Holy crap. Hooooly crraaaap.  Now that is an incentive. This time, the simple pride of being published was not enough – something big was at up for grabs. AN ENTIRE BOX OF CHOCOLATE AND BISCUIT AND MARSHMALLOW AND JAM. The stakes were high.

I committed myself to composing the best goddamn poem about an oddly-named chocolate biscuit ever. I didn’t want to get cocky, given my past experiences. But after viewing the other entries, I began to feel fairly confident I was in with a chance.

I waited all day for the winner to be announced. AND……..it wasn’t me. But not only was it not me, it was a fucking acrostic poem.

Excuse me? We are not in grade 2. That will not cut it. Sorry.

I know I seem bitter. I’m not. Really.  Acrostic Poem Girl: I'm really pleased for you (I'm not). I accept that you won, fair and square (I don't). I hope you enjoy your giant crate of Wagon Wheels (I hope you choke on them and die, you nasty little facebook whore).

I was pretty bummed that I didn’t win. It was hard to come to terms with the fact that my unique brand of poetry is just not what the public wants. And it was even harder to come to terms with the lack of a bulk supply of Wagon Wheels in my life. I made a silent promise: never again will I put myself on the line like that. I will not subject myself to the humiliation and crushing, devastating disappointment of poetic failure. I would close this chapter of my life, and turn to bigger and better things. I’d stick to stuff I know I’m good at, like making lists and impersonating magpies and incorporating Nutella into my meals.

Then today, in a fit of mindless Wikipedia browsing, I came across a glimmer of hope. Apparently, Taylor Swift once won a national poetry contest.
Taylor Swift.
Of ‘she wears high heels/I wear sneakers/She’s cheer captain/And I’m in the bleachers’ fame.
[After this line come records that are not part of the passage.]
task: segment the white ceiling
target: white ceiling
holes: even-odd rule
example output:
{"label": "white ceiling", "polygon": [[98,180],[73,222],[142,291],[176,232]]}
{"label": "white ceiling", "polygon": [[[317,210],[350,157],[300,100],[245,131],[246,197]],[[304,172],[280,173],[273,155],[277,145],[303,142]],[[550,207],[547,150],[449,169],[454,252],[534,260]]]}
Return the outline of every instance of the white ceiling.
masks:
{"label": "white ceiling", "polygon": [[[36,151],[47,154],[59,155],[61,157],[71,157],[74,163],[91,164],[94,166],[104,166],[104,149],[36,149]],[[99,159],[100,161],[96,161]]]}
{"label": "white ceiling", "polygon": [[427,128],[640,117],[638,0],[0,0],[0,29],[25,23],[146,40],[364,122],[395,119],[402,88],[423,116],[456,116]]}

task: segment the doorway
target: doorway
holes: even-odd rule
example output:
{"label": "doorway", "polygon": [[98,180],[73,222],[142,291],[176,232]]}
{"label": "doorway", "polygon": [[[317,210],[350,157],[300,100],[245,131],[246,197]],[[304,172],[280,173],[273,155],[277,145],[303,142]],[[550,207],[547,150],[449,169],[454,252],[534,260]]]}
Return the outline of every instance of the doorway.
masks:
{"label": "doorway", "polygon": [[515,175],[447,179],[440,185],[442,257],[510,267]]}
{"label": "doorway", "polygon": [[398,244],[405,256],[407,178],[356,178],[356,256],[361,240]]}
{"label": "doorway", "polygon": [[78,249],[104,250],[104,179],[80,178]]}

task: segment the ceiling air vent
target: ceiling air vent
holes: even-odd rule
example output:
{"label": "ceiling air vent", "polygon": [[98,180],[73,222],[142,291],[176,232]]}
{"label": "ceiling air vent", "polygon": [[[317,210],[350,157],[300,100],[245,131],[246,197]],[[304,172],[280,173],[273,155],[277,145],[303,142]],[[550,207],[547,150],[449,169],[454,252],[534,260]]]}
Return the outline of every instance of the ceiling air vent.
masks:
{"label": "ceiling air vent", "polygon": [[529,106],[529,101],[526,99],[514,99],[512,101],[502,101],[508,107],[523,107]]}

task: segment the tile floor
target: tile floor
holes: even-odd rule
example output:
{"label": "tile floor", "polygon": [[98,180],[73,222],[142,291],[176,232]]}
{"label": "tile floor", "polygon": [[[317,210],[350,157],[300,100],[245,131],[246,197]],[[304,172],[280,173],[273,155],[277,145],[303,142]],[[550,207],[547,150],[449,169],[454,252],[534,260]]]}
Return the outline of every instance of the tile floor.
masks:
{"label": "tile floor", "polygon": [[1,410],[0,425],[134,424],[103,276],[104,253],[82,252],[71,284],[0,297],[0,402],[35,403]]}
It’s a somewhat depressing reflection on judges’ tastes, proving once and for all that their opinions should not be valued particularly highly. So I should not feel too bad about my repeated failure.

It also demonstrates that you really cannot pick who will win these things. If Taylor Swift can win a poetry contest, then surely anybody can have hope in their abilities.

No matter which way you choose to look at it – THE DREAM LIVES!!!!